Why a four-star Marine general signed up to save the foundering Trump Presidency.

Hundreds of people, including dozens who have been exiled from the West Wing for a sorely needed renovation, turned up to meet the new boss.

No introduction was needed. John Kelly simply stepped to the microphone and said, “Hi. Nice to meet you. I’m from Boston.” As the President’s son-in-law Jared Kushner and other senior aides watched from the wings, the retired four-star Marine general then rallied the embattled troops and laid down new rules of engagement. He urged his staff to stop the infighting and set their egos and agendas (and any leaking) aside. With a nod to the Marine credo–God, Country, Corps–he told his audience that they must start serving a hierarchy that put the nation, and not the President, first: “Country, President, Self,” he said.

So began a new era at Donald Trump’s White House, one that might be his best, or last, chance for success. Almost overnight, Kelly shut the always-open door to the Oval Office, sent hangers-on back to their desks, fired the combustible communications director Anthony Scaramucci and told all the leaders of all the many White House factions to report to him, not to the President. No one knows whether Kelly will succeed, how long he might last or if the general’s starched-shirt discipline will be rejected by the client. Early results were mixed, and skeptics are not hard to find. But Kelly clearly arrived with a mission: to fix a broken system that the nation and the world depends on every day to keep the ship called Earth in the middle of the channel.

Of course, almost any new order is better than the chaos that reigned in the White House before July 31. “It’s at rock bottom,” said one White House aide of the mood when Kelly took over. That doesn’t mean brighter days ahead. “Well, with this White House, it could always get worse.”
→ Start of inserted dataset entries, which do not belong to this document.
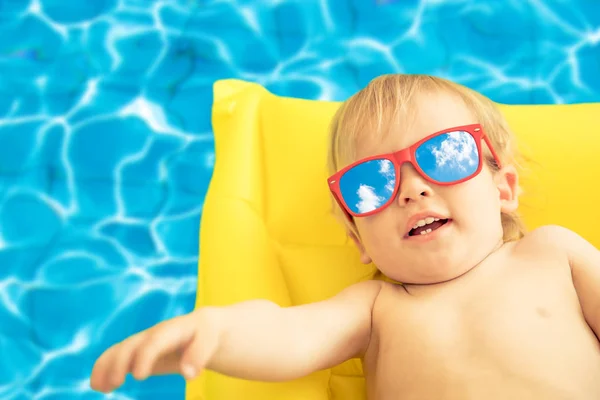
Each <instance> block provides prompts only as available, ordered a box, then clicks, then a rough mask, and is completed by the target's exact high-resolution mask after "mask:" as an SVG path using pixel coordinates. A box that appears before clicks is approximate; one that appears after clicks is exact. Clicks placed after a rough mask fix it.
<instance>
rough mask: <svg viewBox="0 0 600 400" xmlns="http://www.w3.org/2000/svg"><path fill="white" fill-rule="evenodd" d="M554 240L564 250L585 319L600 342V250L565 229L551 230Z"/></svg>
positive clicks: (575, 234)
mask: <svg viewBox="0 0 600 400" xmlns="http://www.w3.org/2000/svg"><path fill="white" fill-rule="evenodd" d="M549 228H550V229H551V230H552V232H551V234H552V236H553V240H554V241H555V243H557V244H559V245H560V246H564V248H565V249H566V251H567V257H568V258H569V265H570V266H571V275H572V276H573V284H574V286H575V290H576V291H577V296H578V297H579V302H580V303H581V309H582V311H583V315H584V317H585V319H586V321H587V323H588V324H589V325H590V327H591V328H592V329H593V331H594V333H595V334H596V336H597V337H598V338H600V250H598V249H596V248H595V247H594V246H593V245H592V244H591V243H589V242H588V241H587V240H585V239H584V238H582V237H581V236H579V235H578V234H576V233H575V232H572V231H570V230H568V229H566V228H562V227H559V226H553V227H549Z"/></svg>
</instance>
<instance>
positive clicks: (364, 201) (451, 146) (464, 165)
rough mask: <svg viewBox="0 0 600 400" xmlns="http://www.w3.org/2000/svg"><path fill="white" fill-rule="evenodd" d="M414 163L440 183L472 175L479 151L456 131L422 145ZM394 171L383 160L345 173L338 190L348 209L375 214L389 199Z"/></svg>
mask: <svg viewBox="0 0 600 400" xmlns="http://www.w3.org/2000/svg"><path fill="white" fill-rule="evenodd" d="M415 159H416V162H417V164H418V165H419V167H420V168H421V170H422V171H423V172H424V173H425V174H426V175H427V176H425V178H426V179H430V180H433V181H437V182H440V183H450V182H455V181H459V180H461V179H464V178H467V177H469V176H471V175H473V174H474V173H475V172H476V171H477V168H478V166H479V151H478V149H477V143H476V142H475V139H474V138H473V136H471V135H470V134H469V133H468V132H464V131H455V132H447V133H444V134H441V135H438V136H435V137H433V138H431V139H429V140H428V141H426V142H424V143H423V144H421V145H420V146H419V147H418V148H417V150H416V151H415ZM396 174H397V171H396V168H395V167H394V164H393V163H392V161H390V160H388V159H385V158H382V159H374V160H370V161H366V162H364V163H361V164H358V165H356V166H355V167H353V168H352V169H350V170H348V171H347V172H346V173H345V174H344V175H343V176H342V177H341V179H340V190H341V193H342V196H343V197H344V200H345V202H346V204H347V205H348V207H350V208H351V209H352V211H353V212H355V213H358V214H362V213H367V212H369V211H373V210H376V209H377V208H379V207H381V206H382V205H384V204H385V203H386V202H387V201H388V200H389V199H390V197H391V196H392V194H393V192H394V188H395V186H396V185H395V184H396Z"/></svg>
But under Kelly, 67, that seems unlikely, both because Kelly won’t permit it and because Trump, who defers to virtually no one, shows a clear preference for, and deference to, the military brass. It’s a bit of a mystery why. Perhaps because he went to a military academy for five years, or because he imagines that they will do whatever he says, or because he just likes tough guys with a killer instinct, Trump likes generals. Rarely in U.S. history has a clutch of senior brass played such an outsize role in the affairs of state as they do now. The President’s chief of staff, his Defense Secretary James Mattis and his National Security Adviser H.R. McMaster are all either active-duty or retired generals. What makes the arrangement all the more interesting is that the three men are not only friends but longtime allies. Two of the three are Marines, and when you add Joseph Dunford, the Chairman of the Joint Chiefs (who, with Kelly, served under Mattis), it is safe to say the scrappy Marine Corps has never had so much clout in the chain of command.